I’m not sure if this setting is more important for low bpw models, or if 2x gain is considered consistent for 4.65bpw.
Draft model
It did not seem to matter if the 1B tinyllama speculative model was undertrained, or finetuned. It also did not seem to matter if tinyllama was 4, 5, 6, or even 3 BPW. They each worked to allow for 30t/s speeds.
Thoughts
20 tps only goes down to 17 tps? - When doing this, I don’t really notice a drop in t/s when inputting huge articles with 16k context in the chat.py example, maybe flash decoding is already supported?
Perplexity scores? - People will have benchmarked 70B 2.X models, with some being calibrated to wikitext.
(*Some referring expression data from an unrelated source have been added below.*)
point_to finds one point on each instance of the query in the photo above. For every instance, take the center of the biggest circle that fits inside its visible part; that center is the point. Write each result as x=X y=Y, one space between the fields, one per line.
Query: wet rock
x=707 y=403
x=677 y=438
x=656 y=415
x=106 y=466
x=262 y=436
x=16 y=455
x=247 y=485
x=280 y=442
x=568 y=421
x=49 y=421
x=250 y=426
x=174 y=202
I think this is one of these models, which I ran perplexity tests in text-gen-webui: https://huggingface.co/turboderp/Llama2-70B-exl2
Usually, only base models and comparisons between equivalent parameter models are useful. But there are a lot of unknowns for performing proper comparisons. For instance:
For 2.5bpw,
- If I set it to stride 512 and length 512, I get a perplexity of 8.
- If the stride is 512 and length 2048, I get 5ppl. At what context length should 2.5 and 4.65 be compared…?
For 2.4bpw,
- I get 5.6ppl when the stride is 512 at length 2048.
Should we conclude somewhat that the 2.5bpw model is e.g:
5/3.4 = 47% different from the original model when already optimized for its specific specialization, while
2.4bpw is 5.6/3.4 = 65% different?
(I don’t know the perplexity score of 4.65bpw base model, so this couldn’t be the answer)
Worth using?
If you have a single 24gb gpu, it’s worthwhile to try at least once.
I’m not familiar enough with the 13b models to convince you that this is superior, I’m not planning to convince you at all. The above is just to help if you are choosing this lower bpw option.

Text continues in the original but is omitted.